SARAJEVO (Reuters) - The European Union plans to help the countries of the Western Balkans to pursue reforms needed for integration with the wealthy bloc with 6 billion euros investment, the EU executive's president Ursula von der Leyen said in Skopje on Monday.
North Macedonia, Albania, Kosovo, Serbia, Montenegro and Bosnia and Herzegovina all need to seize the "window of opportunity" for the enlargement of the EU and work to align their standards to those in the bloc, von der Leyen said.
Von der Leyen said the EU's new growth plan for the region would include the opening of its common market to the Western Balkan countries in areas such as free movement of goods and services, transport and energy. It also urged the countries to open a common regional market and pursue with necessary reforms.
North Macedonia, for example, needs to reform its business environment, create an efficient public administration, have sound public finances and improve the fight against corruption. It also needs to amend the constitution to recognise Bulgarians as a minority, as requested by Bulgaria to allow the country to join the EU.
"These reforms will come with investment," von der Leyen said during a news conference with North Macedonia's Prime Minister Dimitar Kovacevski at the start of her Western Balkans tour.
"We have proposed a 6 billion euro ($6.34 billion) package for Western Balkan partners," she said.
Von der Leyen said the EU was ready to start disbursing 100 million euros in microfinancial assistance but "we need to do more, we need to bring our economies closer", since the economies of the Western Balkan countries' account for about 42% of the EU average income.

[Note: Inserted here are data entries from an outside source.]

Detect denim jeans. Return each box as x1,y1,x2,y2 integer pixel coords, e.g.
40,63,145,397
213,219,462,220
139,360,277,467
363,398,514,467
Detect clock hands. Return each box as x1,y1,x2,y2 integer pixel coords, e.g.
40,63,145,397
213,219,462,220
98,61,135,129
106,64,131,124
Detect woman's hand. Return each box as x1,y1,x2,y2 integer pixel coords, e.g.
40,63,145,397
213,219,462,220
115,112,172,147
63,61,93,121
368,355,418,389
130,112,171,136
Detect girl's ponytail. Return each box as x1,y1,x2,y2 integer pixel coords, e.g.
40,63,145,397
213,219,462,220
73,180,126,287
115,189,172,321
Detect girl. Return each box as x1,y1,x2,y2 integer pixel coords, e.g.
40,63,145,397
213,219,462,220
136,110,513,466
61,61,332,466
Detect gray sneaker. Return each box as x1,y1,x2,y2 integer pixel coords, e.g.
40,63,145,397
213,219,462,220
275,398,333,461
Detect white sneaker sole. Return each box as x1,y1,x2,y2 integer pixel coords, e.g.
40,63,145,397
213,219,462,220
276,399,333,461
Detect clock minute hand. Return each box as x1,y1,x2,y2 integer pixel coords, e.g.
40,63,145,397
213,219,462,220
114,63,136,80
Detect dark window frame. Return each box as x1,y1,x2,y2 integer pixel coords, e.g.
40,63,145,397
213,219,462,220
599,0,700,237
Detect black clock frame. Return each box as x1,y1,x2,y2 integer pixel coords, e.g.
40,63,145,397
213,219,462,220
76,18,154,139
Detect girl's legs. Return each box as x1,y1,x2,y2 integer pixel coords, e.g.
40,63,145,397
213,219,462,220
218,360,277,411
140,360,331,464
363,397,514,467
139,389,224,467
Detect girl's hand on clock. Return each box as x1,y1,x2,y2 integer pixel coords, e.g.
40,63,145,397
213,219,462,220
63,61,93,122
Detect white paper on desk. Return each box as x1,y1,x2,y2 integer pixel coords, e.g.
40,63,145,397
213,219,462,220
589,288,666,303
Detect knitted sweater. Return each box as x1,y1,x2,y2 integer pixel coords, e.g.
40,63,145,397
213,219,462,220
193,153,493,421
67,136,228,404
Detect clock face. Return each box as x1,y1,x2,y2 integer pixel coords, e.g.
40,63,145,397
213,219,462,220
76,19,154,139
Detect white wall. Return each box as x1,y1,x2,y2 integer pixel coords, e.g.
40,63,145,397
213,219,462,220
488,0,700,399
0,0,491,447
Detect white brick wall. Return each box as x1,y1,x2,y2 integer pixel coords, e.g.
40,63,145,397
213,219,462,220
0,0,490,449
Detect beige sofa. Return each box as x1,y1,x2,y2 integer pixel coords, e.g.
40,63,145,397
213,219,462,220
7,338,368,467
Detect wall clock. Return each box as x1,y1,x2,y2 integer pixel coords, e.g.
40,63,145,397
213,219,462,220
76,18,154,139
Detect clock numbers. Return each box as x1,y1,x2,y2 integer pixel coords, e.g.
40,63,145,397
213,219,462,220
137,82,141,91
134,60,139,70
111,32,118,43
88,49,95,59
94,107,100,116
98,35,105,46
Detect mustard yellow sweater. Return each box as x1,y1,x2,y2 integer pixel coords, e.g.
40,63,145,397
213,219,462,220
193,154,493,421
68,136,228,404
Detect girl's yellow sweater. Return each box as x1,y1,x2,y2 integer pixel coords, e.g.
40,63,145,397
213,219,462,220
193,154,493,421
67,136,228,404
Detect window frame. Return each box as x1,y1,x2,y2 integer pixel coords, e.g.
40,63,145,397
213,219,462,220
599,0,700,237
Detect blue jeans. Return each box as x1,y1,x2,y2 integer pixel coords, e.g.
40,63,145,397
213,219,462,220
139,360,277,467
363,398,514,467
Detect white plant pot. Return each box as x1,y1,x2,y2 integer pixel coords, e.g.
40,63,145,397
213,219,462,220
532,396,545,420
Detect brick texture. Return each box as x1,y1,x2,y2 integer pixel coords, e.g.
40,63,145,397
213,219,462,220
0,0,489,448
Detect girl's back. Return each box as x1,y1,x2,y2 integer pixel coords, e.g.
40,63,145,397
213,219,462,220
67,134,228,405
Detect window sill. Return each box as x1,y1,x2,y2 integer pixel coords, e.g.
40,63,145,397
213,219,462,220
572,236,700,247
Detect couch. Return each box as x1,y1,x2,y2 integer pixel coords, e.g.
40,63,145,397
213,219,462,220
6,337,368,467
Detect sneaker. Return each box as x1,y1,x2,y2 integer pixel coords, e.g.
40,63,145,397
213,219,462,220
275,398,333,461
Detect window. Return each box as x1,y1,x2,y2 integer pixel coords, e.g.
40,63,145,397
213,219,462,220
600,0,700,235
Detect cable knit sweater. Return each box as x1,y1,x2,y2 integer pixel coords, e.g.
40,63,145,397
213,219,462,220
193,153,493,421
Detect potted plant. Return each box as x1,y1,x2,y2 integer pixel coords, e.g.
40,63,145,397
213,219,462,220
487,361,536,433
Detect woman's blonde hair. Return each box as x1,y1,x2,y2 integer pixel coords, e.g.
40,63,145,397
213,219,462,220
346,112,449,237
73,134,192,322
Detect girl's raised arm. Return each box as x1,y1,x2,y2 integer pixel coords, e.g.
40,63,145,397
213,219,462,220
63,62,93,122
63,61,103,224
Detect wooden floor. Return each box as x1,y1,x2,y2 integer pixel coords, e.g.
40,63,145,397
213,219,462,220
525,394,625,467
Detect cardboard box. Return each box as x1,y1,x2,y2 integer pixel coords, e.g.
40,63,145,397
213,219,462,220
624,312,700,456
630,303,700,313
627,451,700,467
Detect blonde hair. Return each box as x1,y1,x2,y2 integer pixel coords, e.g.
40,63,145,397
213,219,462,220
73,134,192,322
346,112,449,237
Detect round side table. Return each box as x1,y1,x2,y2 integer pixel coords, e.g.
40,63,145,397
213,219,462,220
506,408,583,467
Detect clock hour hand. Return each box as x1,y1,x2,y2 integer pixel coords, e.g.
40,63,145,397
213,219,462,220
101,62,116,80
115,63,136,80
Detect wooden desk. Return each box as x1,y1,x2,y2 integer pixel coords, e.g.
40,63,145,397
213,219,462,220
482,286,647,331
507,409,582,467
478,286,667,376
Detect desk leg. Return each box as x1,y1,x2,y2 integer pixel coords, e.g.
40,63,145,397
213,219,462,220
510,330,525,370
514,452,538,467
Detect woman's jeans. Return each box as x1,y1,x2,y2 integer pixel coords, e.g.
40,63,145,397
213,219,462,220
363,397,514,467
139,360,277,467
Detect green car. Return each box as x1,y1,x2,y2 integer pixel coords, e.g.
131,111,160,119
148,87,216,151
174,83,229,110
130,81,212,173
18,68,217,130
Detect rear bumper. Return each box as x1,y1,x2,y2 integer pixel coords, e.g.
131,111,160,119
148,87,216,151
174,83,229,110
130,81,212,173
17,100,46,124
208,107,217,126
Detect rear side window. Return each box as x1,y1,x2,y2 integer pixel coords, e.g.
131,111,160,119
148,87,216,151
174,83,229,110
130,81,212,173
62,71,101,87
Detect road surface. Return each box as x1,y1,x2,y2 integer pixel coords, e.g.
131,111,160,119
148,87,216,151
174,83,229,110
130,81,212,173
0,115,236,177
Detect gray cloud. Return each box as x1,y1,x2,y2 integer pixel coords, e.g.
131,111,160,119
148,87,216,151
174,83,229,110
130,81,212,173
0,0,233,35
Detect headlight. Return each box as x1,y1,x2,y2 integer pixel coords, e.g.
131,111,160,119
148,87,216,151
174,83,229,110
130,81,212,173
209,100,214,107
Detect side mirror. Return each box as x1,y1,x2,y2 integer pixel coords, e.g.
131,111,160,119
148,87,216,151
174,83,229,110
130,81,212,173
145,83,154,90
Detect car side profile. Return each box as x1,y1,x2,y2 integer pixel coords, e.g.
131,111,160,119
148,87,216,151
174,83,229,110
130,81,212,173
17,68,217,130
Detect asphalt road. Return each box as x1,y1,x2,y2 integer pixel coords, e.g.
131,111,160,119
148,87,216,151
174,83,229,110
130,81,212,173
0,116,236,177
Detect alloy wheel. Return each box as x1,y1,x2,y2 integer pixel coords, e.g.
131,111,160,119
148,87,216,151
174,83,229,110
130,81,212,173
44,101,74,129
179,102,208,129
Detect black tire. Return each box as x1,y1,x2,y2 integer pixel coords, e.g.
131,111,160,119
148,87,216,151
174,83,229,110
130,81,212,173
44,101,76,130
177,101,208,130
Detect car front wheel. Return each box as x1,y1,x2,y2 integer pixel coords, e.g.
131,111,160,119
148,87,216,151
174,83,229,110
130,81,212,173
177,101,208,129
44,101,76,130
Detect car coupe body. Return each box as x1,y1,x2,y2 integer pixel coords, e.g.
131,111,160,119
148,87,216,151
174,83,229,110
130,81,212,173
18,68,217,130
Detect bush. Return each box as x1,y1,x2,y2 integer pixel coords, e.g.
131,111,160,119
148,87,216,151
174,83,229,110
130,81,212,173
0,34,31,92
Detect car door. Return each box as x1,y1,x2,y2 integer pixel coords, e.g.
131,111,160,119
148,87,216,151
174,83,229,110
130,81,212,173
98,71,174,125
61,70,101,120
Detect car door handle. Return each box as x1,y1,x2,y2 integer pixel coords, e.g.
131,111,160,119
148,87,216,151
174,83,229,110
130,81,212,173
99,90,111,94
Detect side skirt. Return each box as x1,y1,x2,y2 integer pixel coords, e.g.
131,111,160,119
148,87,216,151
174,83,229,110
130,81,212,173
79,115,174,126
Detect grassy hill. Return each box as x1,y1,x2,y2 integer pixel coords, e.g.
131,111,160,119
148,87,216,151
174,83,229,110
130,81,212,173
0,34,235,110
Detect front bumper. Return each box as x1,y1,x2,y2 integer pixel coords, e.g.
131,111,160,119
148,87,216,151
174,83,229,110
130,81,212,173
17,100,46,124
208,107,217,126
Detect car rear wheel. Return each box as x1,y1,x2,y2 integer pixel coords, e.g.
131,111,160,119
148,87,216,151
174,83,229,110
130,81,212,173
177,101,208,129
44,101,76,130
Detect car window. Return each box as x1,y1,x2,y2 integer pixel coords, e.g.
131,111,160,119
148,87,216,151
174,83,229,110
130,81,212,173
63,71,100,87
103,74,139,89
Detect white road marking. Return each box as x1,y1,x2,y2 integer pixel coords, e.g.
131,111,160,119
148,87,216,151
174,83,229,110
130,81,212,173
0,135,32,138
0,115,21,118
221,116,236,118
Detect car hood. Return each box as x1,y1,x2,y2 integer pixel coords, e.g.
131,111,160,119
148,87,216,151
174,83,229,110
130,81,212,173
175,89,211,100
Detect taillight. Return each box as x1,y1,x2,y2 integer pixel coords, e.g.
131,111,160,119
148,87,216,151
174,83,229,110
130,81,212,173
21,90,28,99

"What we aim to do together is to double your economy within the next decade," she said.
Having been promised EU membership years ago, the accession process across the region has slowed to a crawl, mainly due to reluctance among the bloc's 27 members and a lack of reform throughout the region.
Serbia and Montenegro were the first in the region to launch EU membership talks, and Albania and North Macedonia then began talks with Brussels last year. Bosnia and Kosovo still lag far behind their neighbours in the process, however.